Does this replace dcgm-exporter?

For autoscaling, yes. If you only use dcgm-exporter to feed metrics into KEDA for scaling decisions, keda-gpu-scaler replaces the entire dcgm-exporter → Prometheus → PromQL pipeline.

If you also use dcgm-exporter for Grafana dashboards or alerting, keep it running alongside keda-gpu-scaler. They both read NVML independently and don't conflict.

Does this require NVIDIA drivers on the host?

Yes. NVML reads GPU state through libnvidia-ml.so, which is installed with the NVIDIA driver. If you're running GPU workloads on Kubernetes, you already have this.

Can I run this without a GPU for development?

Yes. The project has a mock GPU collector (pkg/gpu/mock.go) used by all unit and e2e tests. You can build, test, and develop the full gRPC path without GPU hardware.

Why not use the KEDA Prometheus scaler with dcgm-exporter?

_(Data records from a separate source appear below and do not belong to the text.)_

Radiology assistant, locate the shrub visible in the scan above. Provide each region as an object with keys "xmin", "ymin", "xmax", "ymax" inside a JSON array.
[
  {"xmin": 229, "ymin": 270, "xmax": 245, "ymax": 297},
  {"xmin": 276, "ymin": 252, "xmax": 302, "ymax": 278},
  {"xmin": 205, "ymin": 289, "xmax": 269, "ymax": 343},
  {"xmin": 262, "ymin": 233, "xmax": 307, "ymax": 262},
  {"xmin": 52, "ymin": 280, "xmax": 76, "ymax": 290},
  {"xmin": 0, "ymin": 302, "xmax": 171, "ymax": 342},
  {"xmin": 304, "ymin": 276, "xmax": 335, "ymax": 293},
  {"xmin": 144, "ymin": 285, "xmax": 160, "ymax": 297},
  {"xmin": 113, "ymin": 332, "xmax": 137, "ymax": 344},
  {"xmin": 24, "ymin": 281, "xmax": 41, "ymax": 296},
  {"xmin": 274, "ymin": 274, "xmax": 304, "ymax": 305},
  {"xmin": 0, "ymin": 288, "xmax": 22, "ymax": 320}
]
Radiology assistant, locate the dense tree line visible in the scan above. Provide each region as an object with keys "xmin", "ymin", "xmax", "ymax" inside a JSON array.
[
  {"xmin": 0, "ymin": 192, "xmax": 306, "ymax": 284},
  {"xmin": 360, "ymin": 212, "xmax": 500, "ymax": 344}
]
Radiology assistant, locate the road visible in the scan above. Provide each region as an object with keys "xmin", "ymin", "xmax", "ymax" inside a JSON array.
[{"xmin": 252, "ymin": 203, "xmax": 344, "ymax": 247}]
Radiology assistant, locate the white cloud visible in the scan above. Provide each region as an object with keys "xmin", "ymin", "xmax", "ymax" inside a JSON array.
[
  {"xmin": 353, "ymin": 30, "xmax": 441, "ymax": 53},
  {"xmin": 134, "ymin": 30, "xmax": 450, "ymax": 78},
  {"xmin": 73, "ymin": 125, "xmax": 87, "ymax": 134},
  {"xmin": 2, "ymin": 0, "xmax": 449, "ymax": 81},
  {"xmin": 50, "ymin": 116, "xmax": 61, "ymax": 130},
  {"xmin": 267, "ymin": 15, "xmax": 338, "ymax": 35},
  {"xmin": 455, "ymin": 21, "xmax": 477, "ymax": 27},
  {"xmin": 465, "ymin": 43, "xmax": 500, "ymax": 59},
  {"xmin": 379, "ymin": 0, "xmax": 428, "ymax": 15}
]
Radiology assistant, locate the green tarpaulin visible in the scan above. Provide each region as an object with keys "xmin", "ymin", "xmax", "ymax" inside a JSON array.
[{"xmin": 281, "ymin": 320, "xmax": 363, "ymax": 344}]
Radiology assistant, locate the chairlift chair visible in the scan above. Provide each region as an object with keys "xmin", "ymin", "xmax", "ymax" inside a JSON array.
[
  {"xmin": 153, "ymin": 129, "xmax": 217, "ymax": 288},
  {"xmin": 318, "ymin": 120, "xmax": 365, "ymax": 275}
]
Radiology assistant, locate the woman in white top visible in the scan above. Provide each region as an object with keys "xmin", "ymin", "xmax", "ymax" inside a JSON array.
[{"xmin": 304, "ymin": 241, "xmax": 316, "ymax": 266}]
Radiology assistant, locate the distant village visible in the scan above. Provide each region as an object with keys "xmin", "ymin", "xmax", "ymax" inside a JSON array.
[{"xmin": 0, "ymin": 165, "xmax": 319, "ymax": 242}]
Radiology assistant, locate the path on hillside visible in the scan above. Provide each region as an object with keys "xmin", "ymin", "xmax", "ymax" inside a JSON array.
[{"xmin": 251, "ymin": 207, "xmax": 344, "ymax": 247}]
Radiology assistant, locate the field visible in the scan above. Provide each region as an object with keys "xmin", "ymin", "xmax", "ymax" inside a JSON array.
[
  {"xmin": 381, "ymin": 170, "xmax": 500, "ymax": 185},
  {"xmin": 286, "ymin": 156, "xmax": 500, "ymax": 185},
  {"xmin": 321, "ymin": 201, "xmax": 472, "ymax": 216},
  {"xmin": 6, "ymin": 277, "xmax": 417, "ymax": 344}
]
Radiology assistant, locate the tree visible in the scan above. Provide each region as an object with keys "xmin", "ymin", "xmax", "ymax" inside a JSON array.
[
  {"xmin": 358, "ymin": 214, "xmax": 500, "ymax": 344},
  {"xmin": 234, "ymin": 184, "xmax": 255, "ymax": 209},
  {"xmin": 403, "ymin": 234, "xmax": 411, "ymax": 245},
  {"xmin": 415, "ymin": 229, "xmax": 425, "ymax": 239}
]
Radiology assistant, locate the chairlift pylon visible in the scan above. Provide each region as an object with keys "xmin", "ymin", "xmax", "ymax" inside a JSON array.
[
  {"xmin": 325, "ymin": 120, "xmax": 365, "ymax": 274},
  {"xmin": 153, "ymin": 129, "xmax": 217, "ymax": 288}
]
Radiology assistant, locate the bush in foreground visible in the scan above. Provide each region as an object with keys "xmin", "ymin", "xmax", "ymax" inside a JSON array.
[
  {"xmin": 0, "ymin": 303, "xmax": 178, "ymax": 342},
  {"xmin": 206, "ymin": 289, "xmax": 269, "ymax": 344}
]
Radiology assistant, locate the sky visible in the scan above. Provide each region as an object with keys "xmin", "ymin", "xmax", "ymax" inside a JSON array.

It works, but you're adding 3 extra components to the scaling path (dcgm-exporter, Prometheus, and PromQL queries), 15-30 seconds of scrape delay, and PromQL queries that break when DCGM changes metric names between versions. See the migration guide for details.

Does this support multi-GPU nodes?

Yes. The aggregation parameter controls how per-GPU metrics are combined: max (default), avg, min, or sum. You can also target a specific GPU with gpuIndex.

Does this support scale-to-zero?

Yes. Set activationThreshold in the ScaledObject metadata, or use a profile that includes one (e.g., vllm-inference sets activation at 5%). When all GPU metrics drop below the activation threshold, KEDA scales the deployment to zero.

What Kubernetes distributions are supported?

Any distribution with NVIDIA GPU nodes and KEDA v2.10+. Tested on: - Oracle OKE - Amazon EKS - Google GKE - Azure AKS - Vanilla kubeadm clusters

Does this work with MIG (Multi-Instance GPU)?

Not yet. MIG support is on the roadmap. Each MIG instance exposes separate NVML handles, so the scaler would need to enumerate partitions within a physical GPU.

What happens if the scaler pod crashes?

KEDA falls back to the last known metric value for a short grace period, then stops scaling (safe default). The DaemonSet controller restarts the scaler pod automatically. Since each node runs its own scaler instance, a crash on one node doesn't affect scaling on other nodes.

How is this different from the Kubernetes Custom Metrics API?

The Custom Metrics API requires you to build and maintain a custom metrics server. keda-gpu-scaler is a pre-built solution that plugs directly into KEDA's external scaler interface — no custom code needed.